Crack Detection in a Rotor Dynamic System by Vibration Monitoring: Analysis and Experimental Results

As the power to weight ratio demand on rotordynamic systems increases, susceptibility to transverse fatigue cracking of the shaft increases as well. The ability to detect cracks in an early stage of progression is imperative for minimizing off-line repair time. A vibration monitoring system proposed prior is developed herein, employing the 2X harmonic response component of the rotor tilt as a signature indicating a transverse shaft crack. To effectively capture the 2X response, the crack model must include the local nature of the crack, the depth of the crack, and the stiffness asymmetry inducing the gravity-forced 2X harmonic response. The transfer matrix technique is well-suited to incorporate these crack attributes due to its modular nature.
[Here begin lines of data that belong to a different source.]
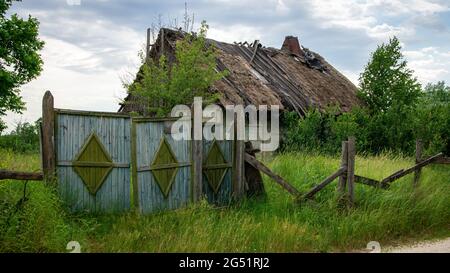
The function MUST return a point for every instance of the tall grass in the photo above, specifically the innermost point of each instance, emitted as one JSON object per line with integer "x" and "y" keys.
{"x": 275, "y": 225}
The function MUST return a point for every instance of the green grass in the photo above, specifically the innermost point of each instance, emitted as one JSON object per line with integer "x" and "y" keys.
{"x": 401, "y": 214}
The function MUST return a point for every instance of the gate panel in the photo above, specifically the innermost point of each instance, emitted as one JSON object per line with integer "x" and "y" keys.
{"x": 218, "y": 171}
{"x": 163, "y": 167}
{"x": 93, "y": 161}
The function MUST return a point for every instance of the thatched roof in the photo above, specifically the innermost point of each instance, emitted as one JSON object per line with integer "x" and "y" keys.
{"x": 292, "y": 77}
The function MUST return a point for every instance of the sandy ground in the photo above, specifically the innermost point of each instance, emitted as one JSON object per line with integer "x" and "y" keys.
{"x": 441, "y": 246}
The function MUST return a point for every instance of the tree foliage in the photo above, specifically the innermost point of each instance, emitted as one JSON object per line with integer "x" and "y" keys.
{"x": 165, "y": 85}
{"x": 396, "y": 113}
{"x": 386, "y": 81}
{"x": 24, "y": 138}
{"x": 20, "y": 61}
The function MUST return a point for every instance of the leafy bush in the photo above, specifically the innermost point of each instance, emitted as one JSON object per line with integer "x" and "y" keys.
{"x": 165, "y": 85}
{"x": 24, "y": 138}
{"x": 395, "y": 113}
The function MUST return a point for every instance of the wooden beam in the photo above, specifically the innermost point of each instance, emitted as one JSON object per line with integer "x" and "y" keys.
{"x": 419, "y": 149}
{"x": 343, "y": 177}
{"x": 442, "y": 160}
{"x": 197, "y": 154}
{"x": 4, "y": 174}
{"x": 147, "y": 47}
{"x": 371, "y": 182}
{"x": 351, "y": 170}
{"x": 260, "y": 166}
{"x": 48, "y": 136}
{"x": 403, "y": 173}
{"x": 239, "y": 168}
{"x": 324, "y": 183}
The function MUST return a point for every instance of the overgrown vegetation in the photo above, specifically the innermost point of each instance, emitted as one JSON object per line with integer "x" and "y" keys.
{"x": 164, "y": 85}
{"x": 43, "y": 224}
{"x": 396, "y": 112}
{"x": 20, "y": 61}
{"x": 23, "y": 139}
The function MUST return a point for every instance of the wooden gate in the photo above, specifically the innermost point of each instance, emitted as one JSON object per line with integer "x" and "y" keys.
{"x": 162, "y": 176}
{"x": 93, "y": 160}
{"x": 101, "y": 158}
{"x": 218, "y": 171}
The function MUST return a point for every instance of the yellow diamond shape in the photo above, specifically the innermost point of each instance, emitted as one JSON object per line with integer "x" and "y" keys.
{"x": 93, "y": 164}
{"x": 164, "y": 167}
{"x": 215, "y": 167}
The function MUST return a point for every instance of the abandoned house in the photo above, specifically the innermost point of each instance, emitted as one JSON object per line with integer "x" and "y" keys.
{"x": 293, "y": 77}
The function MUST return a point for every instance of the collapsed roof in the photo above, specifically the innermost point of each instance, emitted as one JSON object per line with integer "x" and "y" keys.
{"x": 293, "y": 77}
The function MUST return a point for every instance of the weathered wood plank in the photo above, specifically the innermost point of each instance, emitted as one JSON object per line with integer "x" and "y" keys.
{"x": 5, "y": 174}
{"x": 403, "y": 173}
{"x": 343, "y": 177}
{"x": 351, "y": 169}
{"x": 442, "y": 160}
{"x": 48, "y": 136}
{"x": 239, "y": 160}
{"x": 260, "y": 166}
{"x": 419, "y": 149}
{"x": 370, "y": 182}
{"x": 324, "y": 183}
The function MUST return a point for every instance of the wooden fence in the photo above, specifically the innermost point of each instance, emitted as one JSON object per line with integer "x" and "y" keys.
{"x": 347, "y": 176}
{"x": 105, "y": 162}
{"x": 96, "y": 158}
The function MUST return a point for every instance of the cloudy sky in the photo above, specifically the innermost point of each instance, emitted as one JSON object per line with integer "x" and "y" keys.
{"x": 90, "y": 46}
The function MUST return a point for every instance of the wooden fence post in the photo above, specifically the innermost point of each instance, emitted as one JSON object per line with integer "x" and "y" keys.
{"x": 48, "y": 137}
{"x": 419, "y": 150}
{"x": 197, "y": 154}
{"x": 343, "y": 177}
{"x": 351, "y": 169}
{"x": 239, "y": 167}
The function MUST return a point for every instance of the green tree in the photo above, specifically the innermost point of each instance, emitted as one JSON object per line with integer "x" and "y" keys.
{"x": 433, "y": 112}
{"x": 20, "y": 61}
{"x": 163, "y": 85}
{"x": 386, "y": 81}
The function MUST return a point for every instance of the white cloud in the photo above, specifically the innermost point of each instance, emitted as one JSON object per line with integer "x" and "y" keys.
{"x": 369, "y": 16}
{"x": 83, "y": 63}
{"x": 429, "y": 64}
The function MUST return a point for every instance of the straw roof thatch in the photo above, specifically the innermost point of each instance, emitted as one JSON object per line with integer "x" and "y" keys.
{"x": 293, "y": 77}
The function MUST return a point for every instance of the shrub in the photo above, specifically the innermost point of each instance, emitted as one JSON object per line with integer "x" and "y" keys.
{"x": 24, "y": 138}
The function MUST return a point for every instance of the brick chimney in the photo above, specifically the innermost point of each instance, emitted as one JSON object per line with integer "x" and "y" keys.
{"x": 292, "y": 45}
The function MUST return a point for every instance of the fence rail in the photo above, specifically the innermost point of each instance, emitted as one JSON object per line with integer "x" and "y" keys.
{"x": 347, "y": 176}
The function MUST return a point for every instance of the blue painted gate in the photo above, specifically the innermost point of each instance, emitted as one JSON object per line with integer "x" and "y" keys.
{"x": 107, "y": 162}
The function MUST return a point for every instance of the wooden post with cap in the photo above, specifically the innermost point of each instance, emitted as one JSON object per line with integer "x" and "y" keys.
{"x": 48, "y": 137}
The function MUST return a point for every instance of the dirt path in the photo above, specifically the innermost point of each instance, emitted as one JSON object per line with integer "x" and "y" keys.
{"x": 441, "y": 246}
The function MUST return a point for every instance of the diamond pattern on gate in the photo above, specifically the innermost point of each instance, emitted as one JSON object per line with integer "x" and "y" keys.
{"x": 215, "y": 167}
{"x": 93, "y": 164}
{"x": 164, "y": 167}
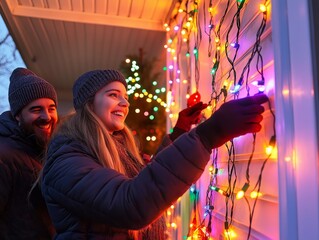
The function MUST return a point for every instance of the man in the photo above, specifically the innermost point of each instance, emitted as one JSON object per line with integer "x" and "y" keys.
{"x": 24, "y": 133}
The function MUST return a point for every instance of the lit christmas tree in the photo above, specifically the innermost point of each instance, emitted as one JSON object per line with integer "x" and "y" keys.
{"x": 147, "y": 94}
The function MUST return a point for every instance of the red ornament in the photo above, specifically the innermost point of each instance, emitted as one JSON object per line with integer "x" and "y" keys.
{"x": 193, "y": 99}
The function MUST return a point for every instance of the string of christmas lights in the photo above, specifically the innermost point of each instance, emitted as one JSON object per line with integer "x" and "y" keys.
{"x": 183, "y": 34}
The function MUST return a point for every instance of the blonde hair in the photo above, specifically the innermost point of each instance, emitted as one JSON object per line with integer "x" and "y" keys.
{"x": 86, "y": 126}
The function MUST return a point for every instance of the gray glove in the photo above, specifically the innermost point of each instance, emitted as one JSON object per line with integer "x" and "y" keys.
{"x": 232, "y": 119}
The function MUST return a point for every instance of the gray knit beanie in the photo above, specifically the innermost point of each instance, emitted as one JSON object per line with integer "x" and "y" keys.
{"x": 25, "y": 87}
{"x": 86, "y": 86}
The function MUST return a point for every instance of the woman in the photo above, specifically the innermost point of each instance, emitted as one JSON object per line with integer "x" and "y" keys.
{"x": 94, "y": 181}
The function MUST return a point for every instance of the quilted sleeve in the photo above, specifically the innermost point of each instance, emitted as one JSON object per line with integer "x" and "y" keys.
{"x": 86, "y": 189}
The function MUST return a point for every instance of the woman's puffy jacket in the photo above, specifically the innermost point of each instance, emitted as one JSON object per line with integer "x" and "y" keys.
{"x": 88, "y": 201}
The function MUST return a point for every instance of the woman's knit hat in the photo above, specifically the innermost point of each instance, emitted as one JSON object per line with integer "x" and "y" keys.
{"x": 87, "y": 85}
{"x": 25, "y": 87}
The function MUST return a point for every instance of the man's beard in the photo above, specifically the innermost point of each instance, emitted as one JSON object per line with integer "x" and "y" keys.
{"x": 41, "y": 137}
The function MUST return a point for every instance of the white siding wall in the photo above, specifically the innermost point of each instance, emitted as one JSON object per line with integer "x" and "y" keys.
{"x": 265, "y": 223}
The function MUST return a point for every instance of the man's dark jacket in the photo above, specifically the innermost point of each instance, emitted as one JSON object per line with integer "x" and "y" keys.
{"x": 19, "y": 166}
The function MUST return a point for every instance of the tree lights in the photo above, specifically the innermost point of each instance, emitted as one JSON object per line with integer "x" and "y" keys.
{"x": 184, "y": 35}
Two transfer matrix models are proposed to predict the 2X harmonic response. The first model applies local crack flexibility coefficients determined using the strain energy release rate, while the second incorporates the crack as a rectangular notch to emulate a manufactured crack used in the experiments. Analytic results are then compared to experimental measurement of the rotor tilt gleaned from an overhung rotor test rig originally designed to test seal face dynamics. The test rig is discussed, and experimental 2X harmonic amplitudes of the rotor tilt are provided for shafts containing manufactured cracks of depths between zero and 40 percent.